La Professione Perpetua di suor Sandra Orlandi 

“TUA …. PER SEMPRE”

Prima di formarti nel grembo materno, ti conoscevo….Risposi: Ahimè, Signore Dio, ecco….sono giovane. Ma il Signore mi disse : Non dire sono giovane…..”. Queste parole di Geremia hanno avuto una risonanza particolare nella mio cammino perché la vocazione religiosa l’ho sentita molto giovane e ringrazio Dio di avermi scelta a condividere con Lui una vita così intima. Mi ha sostenuta e guidata, ho sentito la sua mano, anche attraverso momenti di prova, ma con la certezza di un progetto d’amore che esprime bene  Paolo quando dice:  “Tutto concorre al bene di coloro che amano Dio, che sono stati chiamati secondo il suo disegno”. Tutto questo cammino ha  raggiunto il suo compimento nel “essere tutta Sua e per sempre”: questa è la peculiarità della professione perpetua e questa è la grazia che il Signore ha fatto a me il 25 Febbraio di quest’anno.

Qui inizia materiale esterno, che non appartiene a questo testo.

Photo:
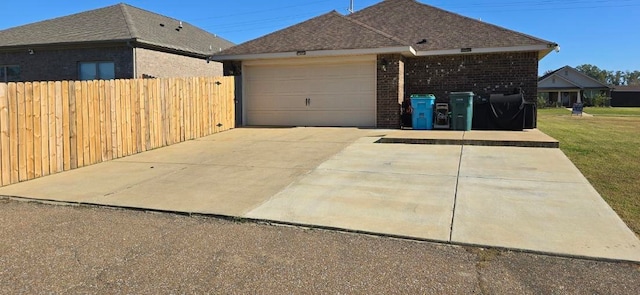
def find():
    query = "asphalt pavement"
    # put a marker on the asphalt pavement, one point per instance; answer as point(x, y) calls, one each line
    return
point(52, 249)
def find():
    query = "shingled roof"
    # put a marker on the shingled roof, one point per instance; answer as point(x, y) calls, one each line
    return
point(412, 22)
point(117, 23)
point(331, 31)
point(390, 23)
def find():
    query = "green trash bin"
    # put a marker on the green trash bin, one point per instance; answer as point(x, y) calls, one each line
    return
point(461, 110)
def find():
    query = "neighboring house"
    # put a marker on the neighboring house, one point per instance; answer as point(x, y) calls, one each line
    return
point(355, 70)
point(566, 86)
point(118, 41)
point(625, 96)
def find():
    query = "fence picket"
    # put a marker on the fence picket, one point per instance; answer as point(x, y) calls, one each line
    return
point(49, 127)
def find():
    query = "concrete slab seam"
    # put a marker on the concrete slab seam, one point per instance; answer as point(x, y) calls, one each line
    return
point(310, 226)
point(141, 182)
point(455, 195)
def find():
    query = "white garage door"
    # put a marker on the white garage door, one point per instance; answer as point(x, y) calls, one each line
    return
point(330, 92)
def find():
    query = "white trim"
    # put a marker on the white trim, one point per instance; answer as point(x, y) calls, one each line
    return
point(542, 49)
point(311, 60)
point(555, 75)
point(545, 47)
point(406, 50)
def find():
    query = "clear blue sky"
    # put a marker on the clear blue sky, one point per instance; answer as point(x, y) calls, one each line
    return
point(605, 33)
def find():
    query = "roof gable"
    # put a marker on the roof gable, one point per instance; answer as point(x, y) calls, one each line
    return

Ho detto il mio SI definitivo a Colui che mi ha “amata di un amore eterno” e questo è avvenuto nel seminario di Genova alla presenza di S. Em.  Card. Tarcisio Bertone e S. Ecc. Mons. Luigi Palletti, della mia Comunità, dei miei familiari e di tanti sacerdoti ed amici

 Il Signore mi ha chiamata nella Piccola Opera Regina Apostolorum. Essa vive il carisma del “per loro consacro  me stesso” che si esprime nell’offrire la giornata, la preghiera, il lavoro… la vita per i sacerdoti in qualunque situazione di vita e di necessità e per i seminaristi.

Significativa, quindi, per me e tutta la mia comunità è stato il luogo della celebrazione: la Cappella del Seminario Maggiore di Genova; un grazie particolare va proprio ai seminaristi che hanno curato la liturgia e il canto con tanto impegno e amore e hanno reso la celebrazione solenne… come una liturgia “nuziale”. Così è la Professione religiosa.